Oldham owner Abdallah Lemsagam has said he has not received any offers to buy the club and "does not want to sell".
The Moroccan took over at Boundary Park in 2018 but his tenure has been highly unpopular with fans.
They have protested at the club's home games this season and briefly forced Saturday's 3-0 defeat by Barrow to be halted by coming on to the pitch.
In a long response to questions from the Oldham Supporters' Foundation, Lemsagam asked fans to "work with him".
Oldham have been owned by the Lemsagam family since January 2018, when the takeover from Simon Corney was finally completed.
Since that time, the Latics have been relegated to League Two - albeit they were already in danger at the time of the takeover - and are currently 23rd in the fourth tier, while over the past three and a half years there has also been late payment of salaries and threats of player strikes plus the threat of administration, which was eventually avoided.
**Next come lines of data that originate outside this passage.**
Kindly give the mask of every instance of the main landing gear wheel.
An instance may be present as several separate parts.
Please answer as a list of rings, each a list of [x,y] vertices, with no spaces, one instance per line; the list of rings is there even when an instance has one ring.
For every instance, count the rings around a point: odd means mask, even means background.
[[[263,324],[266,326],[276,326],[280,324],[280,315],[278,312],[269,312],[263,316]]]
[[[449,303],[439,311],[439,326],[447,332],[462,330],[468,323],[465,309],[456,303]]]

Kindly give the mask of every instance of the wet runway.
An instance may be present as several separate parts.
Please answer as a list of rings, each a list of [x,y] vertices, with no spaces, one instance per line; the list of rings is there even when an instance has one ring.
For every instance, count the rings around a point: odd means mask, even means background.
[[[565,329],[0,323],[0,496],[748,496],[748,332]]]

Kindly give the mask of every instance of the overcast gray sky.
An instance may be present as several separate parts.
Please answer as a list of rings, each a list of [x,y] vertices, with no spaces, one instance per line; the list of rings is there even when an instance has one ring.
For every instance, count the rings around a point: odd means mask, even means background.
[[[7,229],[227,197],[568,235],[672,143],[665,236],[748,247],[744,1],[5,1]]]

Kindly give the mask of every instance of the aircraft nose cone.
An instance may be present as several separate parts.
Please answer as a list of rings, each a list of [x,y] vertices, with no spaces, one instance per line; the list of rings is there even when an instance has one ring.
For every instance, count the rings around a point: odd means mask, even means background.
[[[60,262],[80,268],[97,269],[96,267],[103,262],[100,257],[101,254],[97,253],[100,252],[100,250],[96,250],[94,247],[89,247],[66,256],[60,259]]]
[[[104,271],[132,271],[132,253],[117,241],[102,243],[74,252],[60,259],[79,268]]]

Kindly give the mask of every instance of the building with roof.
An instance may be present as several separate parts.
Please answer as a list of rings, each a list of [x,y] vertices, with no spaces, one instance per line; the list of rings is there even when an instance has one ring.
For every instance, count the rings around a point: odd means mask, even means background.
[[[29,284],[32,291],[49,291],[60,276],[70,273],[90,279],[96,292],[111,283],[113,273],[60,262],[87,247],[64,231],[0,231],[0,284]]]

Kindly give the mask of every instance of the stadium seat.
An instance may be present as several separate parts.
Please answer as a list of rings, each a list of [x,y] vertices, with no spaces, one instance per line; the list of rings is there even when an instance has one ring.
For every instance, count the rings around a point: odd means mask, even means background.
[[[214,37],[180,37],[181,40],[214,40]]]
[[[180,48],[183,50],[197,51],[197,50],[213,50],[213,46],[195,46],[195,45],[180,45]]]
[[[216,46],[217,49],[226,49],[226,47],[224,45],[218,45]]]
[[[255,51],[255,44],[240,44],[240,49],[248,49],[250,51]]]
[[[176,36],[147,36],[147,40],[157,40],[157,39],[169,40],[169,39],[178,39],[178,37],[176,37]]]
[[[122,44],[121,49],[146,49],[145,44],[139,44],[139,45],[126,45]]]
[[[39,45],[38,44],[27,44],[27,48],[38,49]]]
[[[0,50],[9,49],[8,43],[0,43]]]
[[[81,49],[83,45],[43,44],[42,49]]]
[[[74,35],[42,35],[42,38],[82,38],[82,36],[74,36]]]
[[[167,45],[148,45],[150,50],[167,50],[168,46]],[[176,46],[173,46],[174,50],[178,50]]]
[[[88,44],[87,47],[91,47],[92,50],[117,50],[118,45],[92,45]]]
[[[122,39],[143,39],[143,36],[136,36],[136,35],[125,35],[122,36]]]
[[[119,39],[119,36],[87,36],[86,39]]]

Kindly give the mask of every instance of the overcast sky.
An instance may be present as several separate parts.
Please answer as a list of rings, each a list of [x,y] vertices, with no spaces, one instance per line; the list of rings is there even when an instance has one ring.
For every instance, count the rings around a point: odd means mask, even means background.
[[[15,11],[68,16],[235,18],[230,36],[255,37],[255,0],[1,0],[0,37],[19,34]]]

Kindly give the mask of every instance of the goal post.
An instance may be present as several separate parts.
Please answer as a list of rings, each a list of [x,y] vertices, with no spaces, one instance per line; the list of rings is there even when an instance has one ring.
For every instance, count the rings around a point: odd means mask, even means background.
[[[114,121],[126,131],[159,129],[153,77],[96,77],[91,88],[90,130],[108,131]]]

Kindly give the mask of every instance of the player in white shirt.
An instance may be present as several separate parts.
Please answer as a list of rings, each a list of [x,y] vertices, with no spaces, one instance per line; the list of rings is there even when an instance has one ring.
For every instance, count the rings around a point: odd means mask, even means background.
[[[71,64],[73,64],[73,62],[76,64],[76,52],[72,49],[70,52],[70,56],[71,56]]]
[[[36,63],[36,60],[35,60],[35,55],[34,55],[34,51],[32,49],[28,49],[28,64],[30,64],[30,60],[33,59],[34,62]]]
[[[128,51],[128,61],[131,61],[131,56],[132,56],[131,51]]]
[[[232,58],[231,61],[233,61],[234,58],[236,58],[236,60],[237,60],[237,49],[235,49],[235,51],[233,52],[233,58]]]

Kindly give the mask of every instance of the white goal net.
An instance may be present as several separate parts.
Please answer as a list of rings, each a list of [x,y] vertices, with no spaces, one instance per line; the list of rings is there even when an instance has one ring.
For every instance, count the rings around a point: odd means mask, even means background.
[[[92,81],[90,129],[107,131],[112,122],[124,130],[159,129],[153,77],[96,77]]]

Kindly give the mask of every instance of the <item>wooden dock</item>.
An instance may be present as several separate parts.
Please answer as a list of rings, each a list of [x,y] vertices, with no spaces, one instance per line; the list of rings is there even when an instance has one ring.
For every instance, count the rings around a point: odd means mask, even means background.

"I do not want to sell my ownership of the club. I am more determined than ever to make the club successful," Lemsagam said.
"The actions of certain fans at the moment, the ones that want me to sell, are hurting the club. Encouraging non-attendance at matches, invading the pitch during matches, throwing objects at the players - those things all hurt the team and the club.
"I have not received one single serious offer to buy the club in the past three years.
"I am not leaving. I am not selling. I want to work with the fans and not fight with them," added Lemsagam, who pledged to attend a fans' forum with all the board present twice a year.
Can fractured relationship be mended? Analysis
Mike Minay, BBC Radio Manchester sport reporter
I sat next to club legend Andy Ritchie on Saturday, who played under the manager whose name is now written on the stand where fans first emerged on to the pitch on Saturday, Joe Royle.
I couldn't help but think, what would they make of this? When Ritchie was playing and Royle his manager, Oldham were a founder member of the Premier League. Now, they are second bottom of the Football League.
You expected the invasion. In recent weeks there had been tennis balls thrown on the pitch and invasions at the end of games, and when Barrow's third goal went in, I sensed it was going to happen. Fans wanted a reaction from their owner. They finally got one.
This open letter starts to address the concerns and he has to follow through with some of his comments. But has the relationship become too fractured? Can it be mended? The Oldham Athletic Supporters' Foundation seems to be more patient, another supporters' group, Push The Boundary, is less tolerant. Whenever the fans' forum takes place, I expect hostility. Things have to turn quickly for Oldham.